И власти плен... — страница 58 из 106

Теремов не сомневался, что весь ритуал был тщательно отрепетирован и реплику надо понимать как раз наоборот, однако подчинился напористой чопорности, поднялся из-за стола и, как ему потом подумалось, участливо поблагодарил.

Позже он не раз мысленно возвращался к этой почти немой сцене и ругал себя за излишнюю суетливость. Однако, остыв, уже думал иначе: может, и хорошо повел себя — без высокомерия, даже как бы обрадовался, дескать, все наносное, придуманное, а на самом деле мы близки по духу. Хотя и подумал так, но тут же строго оборвал себя: «Пустое, Метельников никого не пощадит». Впрочем, он, Тихий, и сам не из добреньких. Каких-то три недели назад он посмеялся бы, скажи ему кто-либо, что все так переменится. Уже привыкли, в сознании уже выстроилась отчетливая, неколебимая модель: Голутвин двинется куда-то наверх и оттуда, с заманчивых, недоступных высот, будет опекать их собственную жизнь, и, если даже не потянет кого-либо наверх (такого рода опасения старались держать при себе, каждый призывал другого к здравости, однако относительно себя легко терял и социальные, и временные ориентиры), — если не потянет, что ж, пусть так, но все равно спокойнее. И вдруг мир привычный, выверенный опрокинулся. Тотчас все оголилось, оказалось таким непрочным, таким призрачным, хотя и существовало неисчислимое количество дней, месяцев, лет. Одно было непонятно: на чем же держалось это ощущение непоколебимости?
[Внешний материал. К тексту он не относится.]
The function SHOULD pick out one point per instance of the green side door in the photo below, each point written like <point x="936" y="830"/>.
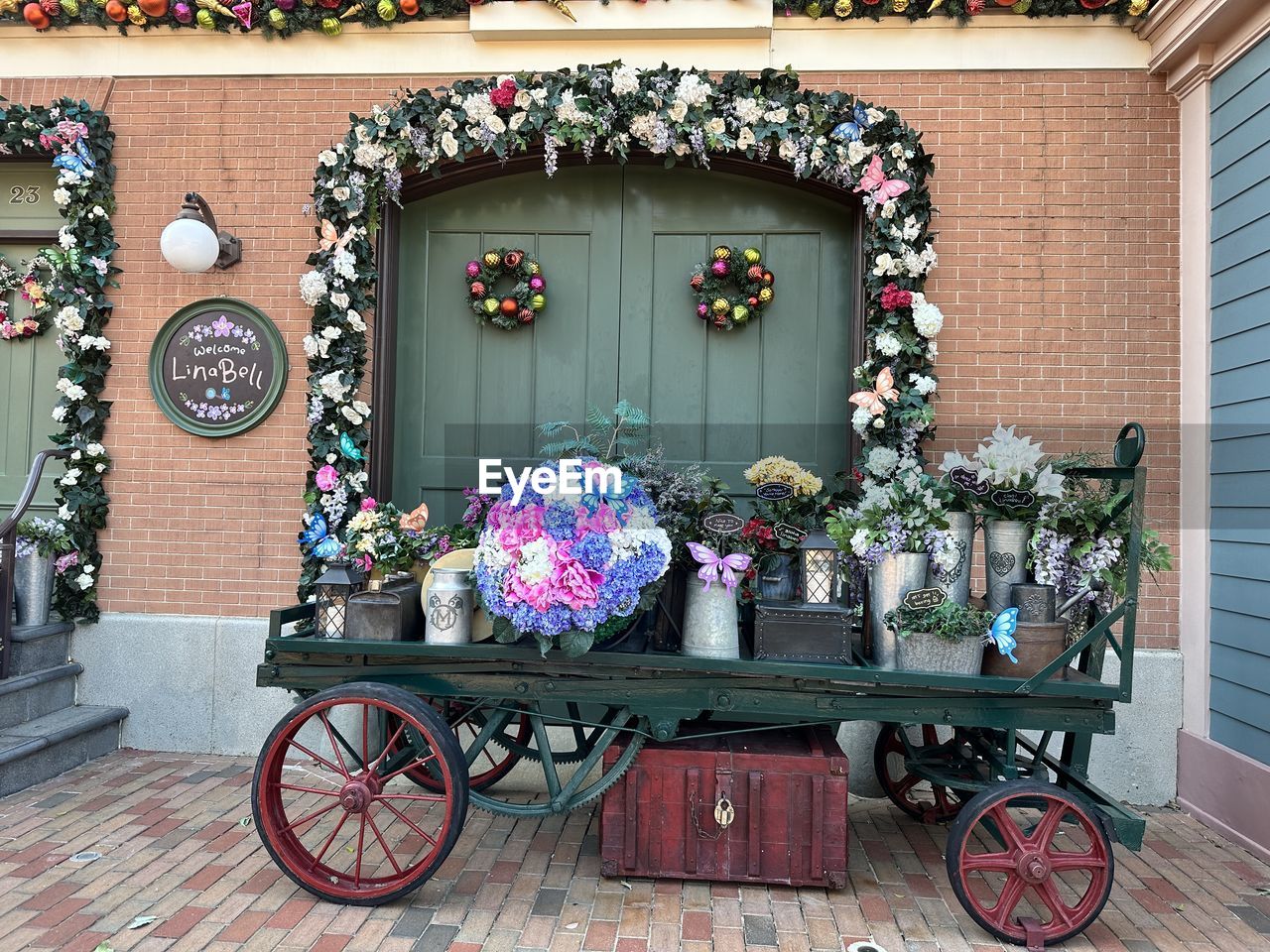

За день до юбилея Голутвин подтвердил свое нездоровье, попросил деловые бумаги доставить ему домой. Тихий не стал проявлять ненужной инициативы, о юбилее не расспрашивал, хотя вопрос был вполне правомерен: в отсутствие Голутвина кто-то ведь должен представлять главк? Тихий ни о чем не спросил. Спохватился сам Голутвин, позвонил уже за полночь:

— Побывайте у Метельникова на торжестве.

Ответное молчание Тихого его даже рассмешило, он закашлялся.

— В вашем положении я бы не упрямился, не строил из себя обиженного.

Этот намек на какое-то особое его положение — следовало полагать, положение весьма непрочное — обидел Теремова. Он, видимо, что-то недопонимал, чего-то не знал, иначе как объяснить слова Голутвина? Уж его-то собственное положение, не в пример теремовскому, аховое. Номинально он еще существует, а по сути его уже нет. Какие уж тут наставления, проповеди!..

Вслух Теремов ничего не высказал — не успел, Голутвин положил трубку.

«Некстати, все некстати, — бормотал Теремов, досадливо оглядывая книжный шкаф. Взгляд скользил, не за что было зацепиться. Осязаемо лишь чувство тревоги. — Хорошо бы затеряться в толпе, — думал он. — Никто ни о чем не спрашивает, все чего-то ждут, и ты сам поглощен ожиданием, и больше ничего. Единственное, что требуется от тебя, — все услышать, все увидеть. Хорошо бы».

Он понимал, что его размышления нелепы, все будет как раз наоборот: его непременно вытащат на голое место, и уже не отвертишься, придется участвовать в спектакле. Теремов машинально сдернул с полки томик стихов, наугад открыл:

…Тем и страшен невидимый взгляд,

Что его невозможно поймать;

Чуешь ты, но не можешь понять,

Чьи глаза за тобою следят.

И, будто спохватившись, отвечая на мучивший его вопрос, выкрикнул:

— Ну при чем здесь это?!


Васильчиков был приглашен на юбилей, поэтому репетицию назначили раньше почти на час. Читали новую пьесу. Затем началось обсуждение. Привычный ритуал: режиссера благодарили по обыкновению за отменный вкус, за жертвенность, говорили о счастье работать с человеком, который позволяет им (далее с очевидным нажимом перечислялись профессии: простому сварщику, рядовому инженеру, табельщице) постичь таинство актерского мастерства, испить из вечного родника великой культуры. Некий винегрет из здорового пафоса и откровенной демагогии. Лицо Васильчикова делалось сонно-задумчивым, и только вялый жест предназначался говорившему, Так делает популярный оратор, которому приходится гасить восторженные аплодисменты толпы. После процедуры обсуждения начиналось самое главное — распределение ролей.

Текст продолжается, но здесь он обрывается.